Oleh S. Prasetyo Utomo
ADAKAH doa yang mujarab bagi seseorang agar bisa hidup tanpa bekerja? Beberapa hari tinggal di pesantren Abah Ajisukmo, Seto berpikir ingin hidup tanpa bekerja, dan bisa memperoleh rezeki sepanjang hari. Tak pernah kekurangan untuk menghidupi diri sendiri. Ia berharap Abah Ajisukmo berkenan memberinya doa itu.

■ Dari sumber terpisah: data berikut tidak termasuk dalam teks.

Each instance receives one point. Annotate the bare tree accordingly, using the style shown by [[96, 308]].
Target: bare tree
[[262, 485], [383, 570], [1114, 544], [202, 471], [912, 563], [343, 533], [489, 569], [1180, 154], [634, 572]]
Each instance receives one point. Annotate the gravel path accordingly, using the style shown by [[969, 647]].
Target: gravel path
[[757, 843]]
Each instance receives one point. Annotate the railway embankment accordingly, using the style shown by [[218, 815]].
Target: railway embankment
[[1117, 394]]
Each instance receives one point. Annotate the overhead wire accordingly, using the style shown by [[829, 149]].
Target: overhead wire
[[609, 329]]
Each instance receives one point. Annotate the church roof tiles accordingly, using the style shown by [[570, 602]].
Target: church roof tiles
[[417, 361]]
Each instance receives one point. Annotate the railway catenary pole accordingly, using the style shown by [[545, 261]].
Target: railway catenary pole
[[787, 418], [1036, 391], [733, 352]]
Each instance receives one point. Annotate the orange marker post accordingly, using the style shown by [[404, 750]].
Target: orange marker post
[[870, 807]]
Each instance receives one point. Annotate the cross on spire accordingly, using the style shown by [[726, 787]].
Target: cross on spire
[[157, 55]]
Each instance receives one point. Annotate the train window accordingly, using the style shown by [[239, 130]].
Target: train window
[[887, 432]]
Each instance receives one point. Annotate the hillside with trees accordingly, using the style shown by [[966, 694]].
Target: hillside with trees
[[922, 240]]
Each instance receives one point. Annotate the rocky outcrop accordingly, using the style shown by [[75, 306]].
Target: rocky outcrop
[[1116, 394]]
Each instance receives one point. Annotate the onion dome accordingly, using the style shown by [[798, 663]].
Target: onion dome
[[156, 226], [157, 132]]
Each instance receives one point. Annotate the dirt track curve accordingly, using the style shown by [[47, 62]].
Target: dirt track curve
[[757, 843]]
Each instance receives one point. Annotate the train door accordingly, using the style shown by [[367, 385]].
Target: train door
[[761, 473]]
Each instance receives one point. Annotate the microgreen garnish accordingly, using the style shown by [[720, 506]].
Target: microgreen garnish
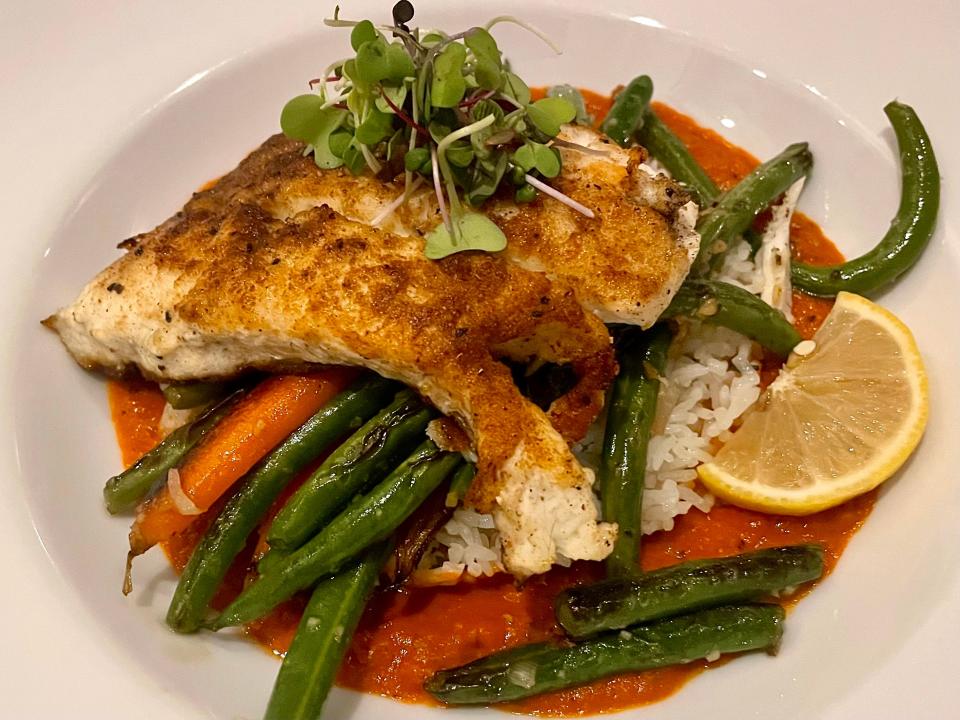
[[439, 108]]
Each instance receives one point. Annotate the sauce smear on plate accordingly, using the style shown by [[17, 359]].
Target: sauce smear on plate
[[407, 634]]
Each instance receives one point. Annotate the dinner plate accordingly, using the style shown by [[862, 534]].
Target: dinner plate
[[113, 114]]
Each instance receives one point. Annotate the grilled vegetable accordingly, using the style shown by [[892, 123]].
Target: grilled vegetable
[[535, 669], [184, 396], [670, 151], [912, 226], [322, 638], [628, 111], [633, 403], [366, 521], [683, 588], [366, 456], [255, 425], [228, 534], [720, 303], [736, 208]]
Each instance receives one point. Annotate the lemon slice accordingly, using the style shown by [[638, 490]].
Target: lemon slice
[[836, 422]]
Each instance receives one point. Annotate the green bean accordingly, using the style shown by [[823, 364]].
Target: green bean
[[911, 228], [633, 402], [670, 151], [460, 484], [184, 396], [719, 303], [228, 534], [575, 98], [627, 114], [684, 588], [322, 638], [535, 669], [366, 521], [368, 455], [124, 491], [736, 208]]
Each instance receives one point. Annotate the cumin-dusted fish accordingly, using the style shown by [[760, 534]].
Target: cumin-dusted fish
[[224, 286]]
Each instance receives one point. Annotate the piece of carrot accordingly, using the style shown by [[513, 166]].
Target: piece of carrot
[[261, 421]]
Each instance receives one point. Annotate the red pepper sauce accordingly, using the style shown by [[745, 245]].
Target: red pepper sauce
[[407, 634]]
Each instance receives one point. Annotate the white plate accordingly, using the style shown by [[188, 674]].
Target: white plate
[[109, 120]]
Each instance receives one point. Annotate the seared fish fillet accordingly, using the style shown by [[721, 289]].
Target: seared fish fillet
[[279, 265], [225, 286]]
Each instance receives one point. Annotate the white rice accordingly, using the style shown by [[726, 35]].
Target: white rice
[[712, 378]]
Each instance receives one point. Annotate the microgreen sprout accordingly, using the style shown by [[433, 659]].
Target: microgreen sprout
[[441, 108]]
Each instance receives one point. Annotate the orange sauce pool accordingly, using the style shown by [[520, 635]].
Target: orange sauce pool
[[407, 634]]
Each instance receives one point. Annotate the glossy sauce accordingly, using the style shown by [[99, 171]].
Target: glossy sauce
[[407, 634]]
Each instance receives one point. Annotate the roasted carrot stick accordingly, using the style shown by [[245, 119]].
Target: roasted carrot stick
[[259, 422]]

Seto seorang perantau. Dalam pengembaraannya, ia bertemu Ki Broto, pemilik pedepokan tari. Ki Broto memintanya untuk menjadi santri Abah Ajisukmo, dan bekerja sebagai penambang pasir di sungai lereng gunung. Ia menemukan ketenangan jiwa ketika bertemu Abah Ajisukmo. Lebih tenang lagi jiwanya saat ia mengikuti pengajian. Ia selalu mengingat doa dan ajaran yang menenteramkan kegelisahan hatinya.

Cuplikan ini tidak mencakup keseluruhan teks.